Alberta Municipalities are calling upon the provincial government to expand the funding pot and change the formula for the Local Fiscal Framework (LGFF) when it's introduced in 2024.

Yesterday, a resolution sponsored by St. Albert and Airdrie was passed at the Alberta Municipalities (ABmunis) convention in Calgary.

Municipalities say both the initial funding pot of $340 million for jurisdictions outside of Edmonton and Calgary and the proposed formula to adjust the funding stream are both inadequate. 

They believe it will further challenge municipalities to meet infrastructure needs.

That could result in higher municipal taxes, heavier debt loads, or projects simply not being completed.

Cochrane Mayor Jeff Genung, chair of the Mid-Sized Cities Mayors' Caucus (MCMC), says the 24 municipalities of the caucus had discussed the issue in advance of the convention and the resolution itself was sponsored by two of its members.

As it stands now, they believe LGFF would reduce the funding pot to mid-sized cities by 25 per cent. Genung says the proposed formula to adjust the funding stream will leave them with even less by providing them with 50 per cent of the increased revenue realized by the province, as opposed to a 1:1 ratio. For example, if the province had a 10 per cent increase in revenue, the proposed formula would see municipalities receive a five per cent increase. 

"Not only would we receive less funding overall from the province, to utilize this formula that's being bantered around we get even less, so it's a double-hit, and communities like Cochrane will be severely impacted by this in a time when we have huge infrastructure needs, and we're not alone."

He says Cochranites are not immune to the financial pressures of the province's growth.

"The 1A project is a good example of a project that we had to take on that is a provincial jurisdiction. Yes, we used grants and other means to fund it, but we're trying to be innovative in those approaches, and there are only so many things you can do."

He points to the current outcry to complete the James Walker Trail, a project that is currently tied to revenue generated from the massive Southbow Landing development that is far from getting underway.

"We need the province to recognize that a community such as Cochrane, fastest growing in Alberta, 11th in Canada, has unique needs. If they want to see the economy of the province continue to recover, Cochrane is a vehicle that can help the province do that, and they need to help us with the funding."

He says the mid-sized cities have a collective population of one million people and will be exploring the development of an economic impact assessment to verify the economic value mid-sized municipalities provide the province.

He says they are not looking for a handout, but an equitable share.

"What we'd like to see is an ebb and flow with the economy of the province. We would see more money in boom times, which is now, they have a $13 billion surplus. When it goes the opposite, as we've seen a couple of years ago, we'd be willing to take less, so it's not just a handout."

 He says as it stands now, mid-sized cities would prefer to stay with the current MSI formula over what's being proposed.

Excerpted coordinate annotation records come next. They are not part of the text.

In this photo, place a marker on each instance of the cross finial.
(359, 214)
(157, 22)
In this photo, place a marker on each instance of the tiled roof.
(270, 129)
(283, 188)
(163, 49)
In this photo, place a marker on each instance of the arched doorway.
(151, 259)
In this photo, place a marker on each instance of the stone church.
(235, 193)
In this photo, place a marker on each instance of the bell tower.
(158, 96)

"It's not perfect, but it's a lot better than going to the formula being tossed about now where we see less and less, and it's not just about less, it's about being equitable."

Representing 24 municipalities and one million Albertans, MCMC will be exploring the development of an economic impact assessment to verify their economic value to the province.

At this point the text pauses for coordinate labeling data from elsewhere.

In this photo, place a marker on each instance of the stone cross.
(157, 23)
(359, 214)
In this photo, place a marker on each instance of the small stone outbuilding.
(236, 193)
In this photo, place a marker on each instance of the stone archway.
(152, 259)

Further, MCMC wants to explore a new long-term partnership with the province to enable job creation, economic progress, and the execution of social and environmental outcomes. 

"We want to be collaborative with the province. We don't want to take an adversarial approach or one that is in opposition all the time. We want to be seen as a group of municipalities that want to work together with the province to come up with a funding strategy that is easy to understand, easy to enact, and that we work together for the prosperity of the province."

One possibility is the development of a mid-sized cities' charter with a similar aim as the ones created for Calgary and Edmonton. 

The convention wraps up today.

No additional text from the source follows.